Com esses argumentos, o ministro votou pelo recebimento da denúncia quanto a Geddel, Lúcio, Marluce, Job e Luiz Fernando. Seu voto foi acompanhado pelos ministro Dias Toffoli, Ricardo Lewandowski, Gilmar Mendes (parcialmente) e Celso de Mello. A denúncia não foi recebida quanto ao denunciado Gustavo Ferraz. Para o relator, sua situação é diferente porque a conduta que lhe foi atribuída – de ter feito, uma única vez, transporte de valores para Geddel de São Paulo a Salvador – não se encaixa, com a perfeição que se exige, às ações necessárias para caracterização do crime de lavagem de dinheiro previsto na Lei 9.613/1998. O mero transporte de valores uma única vez, por si só, não configura ato de ocultação ou dissimulação, concluiu o ministro, ao rejeitar a denúncia contra Ferraz.

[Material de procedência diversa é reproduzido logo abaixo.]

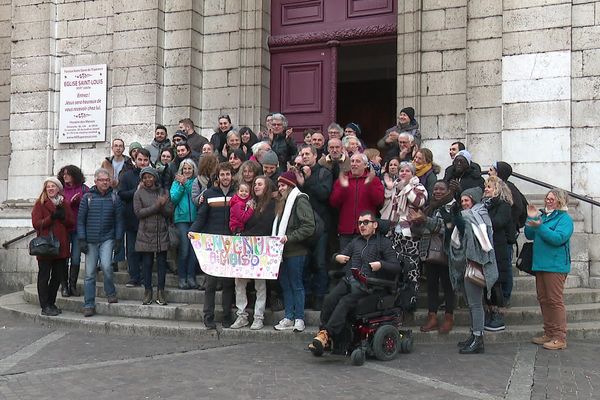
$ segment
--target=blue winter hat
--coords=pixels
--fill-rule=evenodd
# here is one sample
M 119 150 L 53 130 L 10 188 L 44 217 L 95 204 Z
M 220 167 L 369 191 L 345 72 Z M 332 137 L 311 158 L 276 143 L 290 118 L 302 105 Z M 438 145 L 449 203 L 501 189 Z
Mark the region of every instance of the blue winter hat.
M 360 130 L 360 126 L 358 126 L 356 122 L 350 122 L 348 125 L 346 125 L 346 128 L 352 129 L 354 132 L 356 132 L 357 137 L 360 136 L 360 134 L 362 133 Z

O ministro Gilmar Mendes divergiu pontualmente de Fachin, votando pela rejeição da denúncia quanto ao incorporador imobiliário Luiz Fernando Machado da Costa Filho. Mendes ressaltou que seus negócios são lícitos, não sendo vedado a incorporadores imobiliários o recebimento de quantias em espécie. Além disso, tratava-se de família tida por “abastada” na Bahia.
Prisão mantida
Após o acolhimento parcial da denúncia, os ministros da Segunda Turma do STF negaram provimento, por unanimidade de votos, ao agravo regimental apresentado pela defesa de Geddel Vieira Lima contra decisão monocrática do ministro Edson Fachin (na Petição 7346) por meio da qual manteve a sua prisão preventiva. De acordo com o ministro Fachin, a prisão de Geddel foi convertida em prisão domiciliar e foi nesta circunstância que a Polícia Federal encontrou os R$ 51 milhões em um apartamento em Salvador (BA), o que denota reiteração delitiva.

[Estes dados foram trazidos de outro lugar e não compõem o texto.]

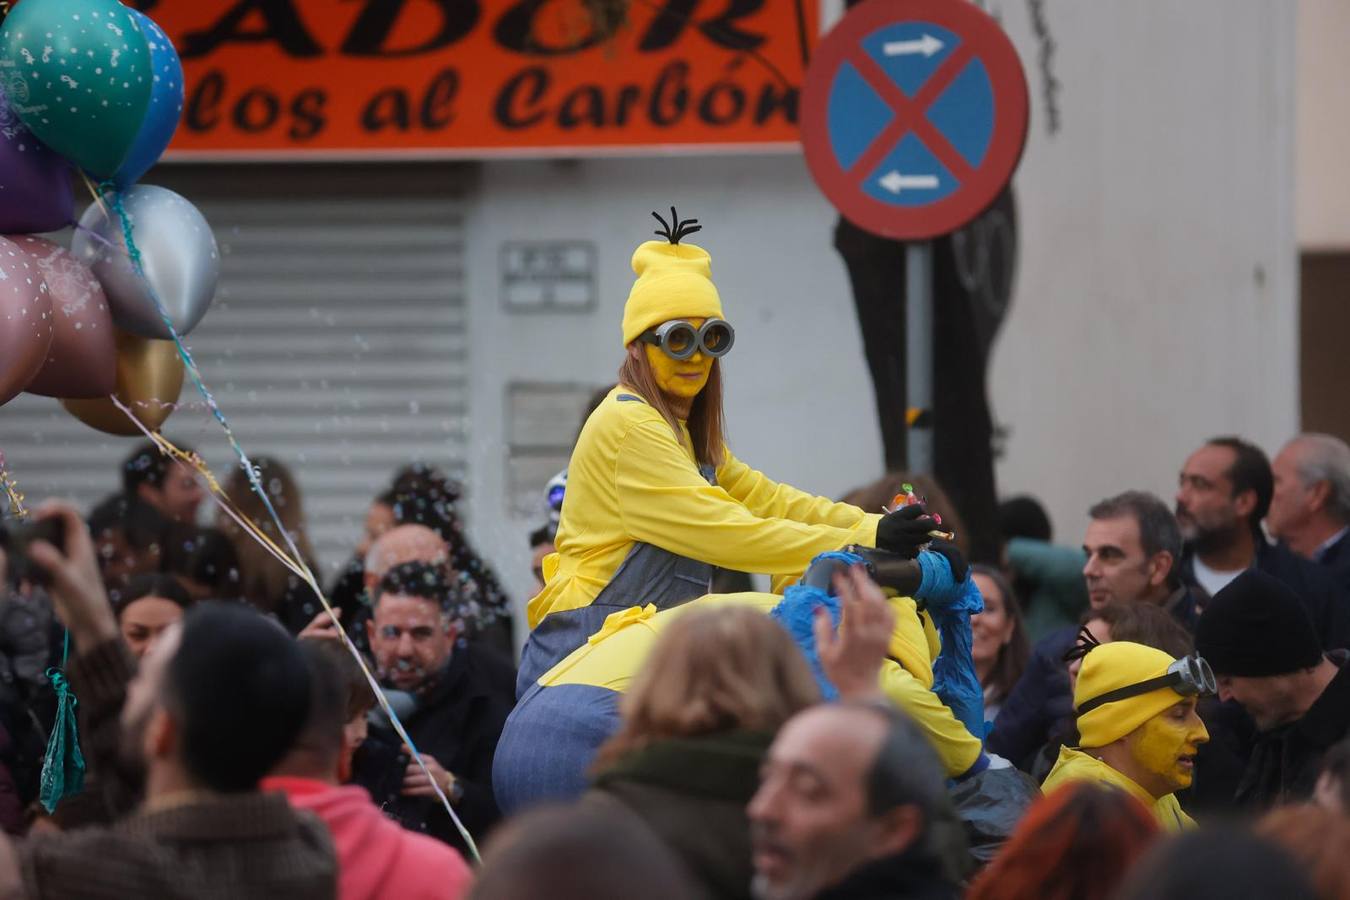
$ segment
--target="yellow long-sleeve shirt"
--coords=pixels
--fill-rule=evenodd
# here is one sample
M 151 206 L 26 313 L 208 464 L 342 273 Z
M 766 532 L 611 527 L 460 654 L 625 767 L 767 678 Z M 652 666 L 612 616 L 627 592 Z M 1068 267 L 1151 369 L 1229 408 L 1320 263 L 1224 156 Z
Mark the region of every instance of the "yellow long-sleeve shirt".
M 654 606 L 635 606 L 614 613 L 587 643 L 544 673 L 539 683 L 545 687 L 586 684 L 623 693 L 661 632 L 679 616 L 692 609 L 718 606 L 748 606 L 767 615 L 782 599 L 776 594 L 762 593 L 708 594 L 659 612 Z M 931 690 L 936 635 L 920 622 L 914 601 L 897 597 L 890 603 L 896 612 L 896 622 L 888 649 L 891 658 L 882 663 L 878 679 L 881 691 L 914 719 L 928 736 L 947 774 L 954 778 L 975 764 L 980 756 L 980 742 Z
M 1089 756 L 1082 750 L 1060 747 L 1059 758 L 1055 760 L 1055 767 L 1050 770 L 1050 774 L 1045 776 L 1041 791 L 1048 794 L 1061 785 L 1075 781 L 1095 781 L 1120 788 L 1153 810 L 1158 824 L 1167 831 L 1181 831 L 1195 827 L 1195 820 L 1181 811 L 1176 794 L 1155 798 L 1133 778 L 1122 775 L 1095 756 Z
M 531 628 L 588 606 L 638 541 L 776 576 L 799 575 L 818 554 L 847 544 L 876 545 L 880 515 L 775 483 L 730 451 L 709 484 L 684 434 L 681 443 L 622 386 L 587 419 L 567 470 L 557 553 L 544 561 L 547 583 L 528 606 Z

“Em outras palavras, significa afirmar que a reiteração delitiva coexistiu à custódia domiciliar, porquanto o agravante [Geddel], mesmo com restrições à sua liberdade de locomoção, manteve em atividade suposta estratégia criminosa, mediante a ocultação de vultosa quantia em dinheiro acondicionado em malas e caixas, diretamente depositados em imóvel próximo a sua residência, onde, como dito, encontrava-se confinado por ordem judicial”, afirmou o relator.

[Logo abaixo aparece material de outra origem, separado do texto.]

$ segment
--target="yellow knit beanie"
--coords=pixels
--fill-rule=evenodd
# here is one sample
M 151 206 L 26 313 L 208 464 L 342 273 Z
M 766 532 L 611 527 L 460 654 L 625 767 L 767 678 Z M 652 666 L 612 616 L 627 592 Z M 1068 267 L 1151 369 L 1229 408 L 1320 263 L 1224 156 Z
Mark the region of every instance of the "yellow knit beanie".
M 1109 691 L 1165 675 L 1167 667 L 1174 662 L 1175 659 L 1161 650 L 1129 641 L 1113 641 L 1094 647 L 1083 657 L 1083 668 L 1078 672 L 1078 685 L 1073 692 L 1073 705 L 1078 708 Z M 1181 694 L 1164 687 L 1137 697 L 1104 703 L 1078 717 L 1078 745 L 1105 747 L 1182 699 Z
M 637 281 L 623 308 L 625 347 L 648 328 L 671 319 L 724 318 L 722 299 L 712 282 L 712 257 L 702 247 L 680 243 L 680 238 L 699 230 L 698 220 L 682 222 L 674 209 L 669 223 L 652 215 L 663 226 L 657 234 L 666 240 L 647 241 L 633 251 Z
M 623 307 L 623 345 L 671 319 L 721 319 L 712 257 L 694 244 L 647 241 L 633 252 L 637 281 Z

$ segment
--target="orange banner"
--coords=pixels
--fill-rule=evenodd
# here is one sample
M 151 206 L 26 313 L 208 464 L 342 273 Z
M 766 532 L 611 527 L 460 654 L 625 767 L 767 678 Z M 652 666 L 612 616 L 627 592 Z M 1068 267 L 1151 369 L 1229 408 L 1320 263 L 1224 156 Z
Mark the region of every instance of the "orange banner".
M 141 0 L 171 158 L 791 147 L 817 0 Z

Fachin apresentou em seu voto um registro cronológico dos fatos, relembrando que após ser preso preventivamente em 2/7/2017, por ordem do juízo da 10ª Vara Federal da Seção Judiciária do Distrito Federal, Geddel obteve prisão domiciliar em 12/7/2017 por decisão do Tribunal Regional Federal da 1ª Região (TRF-1). Ainda assim, durante os meses de julho, agosto e setembro, continuou a praticar, em tese, um dos crimes pelos quais foi denunciado no STF, tanto que somente em 5/9/2017 é que foi descoberta, em função da busca e apreensão judicial, a quantia de R$ 42.643.500,00 e US$ 2.688.000,00, guardados em malas e caixas de papelão. Foi então decretada novamente a prisão preventiva pelo juízo da 10ª Vara Federal do Distrito Federal com fundamento na reiteração delitiva.
“Há, desse modo, consistente lastro indiciário, concreto, suficiente e factível a sugerir reiteração criminosa por parte do agravante e, nessa medida, afronta à ordem pública, cujo resguardo constitui uma das hipóteses autorizadas na lei processual e aptas à imposição de uma medida que é efetivamente drástica, que é a medida da segregação cautelar”, afirmou Fachin, ao rejeitar o agravo.
Ao acompanhar o relator, o decano do STF, ministro Celso de Mello, enfatizou declaração do denunciado Job Ribeiro Brandão, que prestava serviços a família Vieira Lima há 28 anos, de que, a pedido de Geddel, já em prisão domiciliar, Lúcio e Marluce auxiliaram na destruição de anotações de agendas e documentos, que foram picotados e colocados na descarga do vaso sanitário. “Isso mostra o grave risco que há para a ordem pública manter Geddel Vieira Lima em estado de liberdade”, disse o decano.